Title: Writing type, script and language identification in heterogeneous documents

Authors: Anis Mezghani; Fouad Slimane; Monji Kherallah

Addresses: Research Groups on Intelligent Machines Laboratory, University of Sfax, Sfax 3038, Tunisia ' MEDIA Research Laboratory, Swiss Federal Institute of Technology in Lausanne (EPFL), Lausanne 1015, Switzerland ' Research Groups on Intelligent Machines Laboratory, University of Sfax, Sfax 3038, Tunisia

Abstract: In this paper, we propose a writing type, script and language text classification method to automatically determine the identity of texts segmented from heterogeneous document images. These documents are written in Arabic, French and English languages with mixed machine-printed and handwritten text. To handle such a problem, we treat each text-line/word image with a fixed-length sliding window.
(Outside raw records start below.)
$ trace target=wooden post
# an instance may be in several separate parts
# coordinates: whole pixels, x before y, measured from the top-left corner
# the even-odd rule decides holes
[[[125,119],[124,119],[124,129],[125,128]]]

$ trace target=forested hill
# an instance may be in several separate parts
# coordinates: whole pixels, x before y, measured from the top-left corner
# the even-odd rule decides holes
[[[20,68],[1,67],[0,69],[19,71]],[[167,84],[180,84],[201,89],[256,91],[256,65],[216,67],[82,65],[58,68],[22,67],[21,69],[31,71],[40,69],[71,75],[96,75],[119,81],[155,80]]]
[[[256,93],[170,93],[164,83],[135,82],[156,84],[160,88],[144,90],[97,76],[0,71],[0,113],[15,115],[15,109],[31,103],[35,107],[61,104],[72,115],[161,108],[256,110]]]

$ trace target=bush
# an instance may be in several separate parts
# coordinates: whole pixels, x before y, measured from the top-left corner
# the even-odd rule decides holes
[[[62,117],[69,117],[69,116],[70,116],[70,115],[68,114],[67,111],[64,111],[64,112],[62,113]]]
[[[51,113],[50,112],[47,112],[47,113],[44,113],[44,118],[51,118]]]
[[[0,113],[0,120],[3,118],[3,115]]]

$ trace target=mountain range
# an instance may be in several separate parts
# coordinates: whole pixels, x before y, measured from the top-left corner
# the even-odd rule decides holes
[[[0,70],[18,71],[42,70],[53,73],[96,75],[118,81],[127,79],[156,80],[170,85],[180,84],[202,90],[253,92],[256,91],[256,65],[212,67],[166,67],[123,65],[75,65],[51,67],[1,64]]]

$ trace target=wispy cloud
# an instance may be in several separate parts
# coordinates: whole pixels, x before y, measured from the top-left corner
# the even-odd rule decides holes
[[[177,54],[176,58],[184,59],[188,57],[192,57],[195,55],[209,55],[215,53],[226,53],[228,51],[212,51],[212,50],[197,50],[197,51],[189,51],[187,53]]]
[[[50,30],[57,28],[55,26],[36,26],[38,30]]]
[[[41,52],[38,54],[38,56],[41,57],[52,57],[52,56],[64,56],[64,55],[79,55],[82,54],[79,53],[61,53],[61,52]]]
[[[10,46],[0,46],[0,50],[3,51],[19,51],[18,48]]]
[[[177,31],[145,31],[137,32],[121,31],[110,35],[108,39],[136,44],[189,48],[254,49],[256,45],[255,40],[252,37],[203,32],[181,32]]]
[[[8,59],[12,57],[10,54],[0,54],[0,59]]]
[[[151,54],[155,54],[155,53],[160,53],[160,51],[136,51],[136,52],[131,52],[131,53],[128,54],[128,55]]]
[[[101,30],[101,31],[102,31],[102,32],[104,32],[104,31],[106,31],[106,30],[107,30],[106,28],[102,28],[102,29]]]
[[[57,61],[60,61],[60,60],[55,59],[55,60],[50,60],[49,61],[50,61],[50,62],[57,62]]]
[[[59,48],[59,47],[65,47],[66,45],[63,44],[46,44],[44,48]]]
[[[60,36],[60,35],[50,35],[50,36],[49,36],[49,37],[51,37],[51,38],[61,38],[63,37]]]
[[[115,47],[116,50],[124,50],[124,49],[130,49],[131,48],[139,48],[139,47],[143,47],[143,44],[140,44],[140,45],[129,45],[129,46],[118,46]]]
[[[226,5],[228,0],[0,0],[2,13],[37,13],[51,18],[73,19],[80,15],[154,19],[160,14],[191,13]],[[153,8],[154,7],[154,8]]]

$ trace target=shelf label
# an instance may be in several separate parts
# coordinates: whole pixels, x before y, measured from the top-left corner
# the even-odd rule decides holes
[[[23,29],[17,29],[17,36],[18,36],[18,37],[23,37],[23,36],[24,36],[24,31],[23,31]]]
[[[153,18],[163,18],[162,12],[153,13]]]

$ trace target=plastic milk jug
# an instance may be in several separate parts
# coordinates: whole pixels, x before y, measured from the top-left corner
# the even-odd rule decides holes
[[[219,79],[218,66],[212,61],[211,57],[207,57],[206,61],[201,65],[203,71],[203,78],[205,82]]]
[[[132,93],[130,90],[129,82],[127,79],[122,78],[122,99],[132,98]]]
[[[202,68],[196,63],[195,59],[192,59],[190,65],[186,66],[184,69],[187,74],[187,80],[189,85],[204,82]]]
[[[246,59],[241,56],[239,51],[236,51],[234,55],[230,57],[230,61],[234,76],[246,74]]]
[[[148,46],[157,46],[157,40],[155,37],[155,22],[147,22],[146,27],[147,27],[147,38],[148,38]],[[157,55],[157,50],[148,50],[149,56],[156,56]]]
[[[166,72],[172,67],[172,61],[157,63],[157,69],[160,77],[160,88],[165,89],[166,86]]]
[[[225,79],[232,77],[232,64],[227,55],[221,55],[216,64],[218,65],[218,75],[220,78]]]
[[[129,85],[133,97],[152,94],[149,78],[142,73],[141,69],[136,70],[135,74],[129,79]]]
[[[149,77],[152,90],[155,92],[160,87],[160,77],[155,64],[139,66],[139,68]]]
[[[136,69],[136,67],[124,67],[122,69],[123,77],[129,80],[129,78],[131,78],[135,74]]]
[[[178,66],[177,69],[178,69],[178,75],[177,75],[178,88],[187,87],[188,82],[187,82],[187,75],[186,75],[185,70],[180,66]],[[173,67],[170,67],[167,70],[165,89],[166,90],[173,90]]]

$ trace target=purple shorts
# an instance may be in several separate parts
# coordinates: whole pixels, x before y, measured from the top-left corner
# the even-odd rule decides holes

Each window is represented with 23 simple and efficient features to achieve the writing type and the script identification goal using Gaussian mixture models (GMM). The proposed approach for language identification is based on a bi-gram analysis of an optical character recognition (OCR) output. Experiments have been conducted with handwritten and machine-printed text-blocks, text-lines and words extracted from the Maurdor database. The results reveal the feasibility of our proposed method in writing type, script and language identification.

Keywords: heterogeneous documents; writing type identification; script and language identification; features; GMMs; Gaussian mixture models; recognition; sliding window; bi-gram analysis.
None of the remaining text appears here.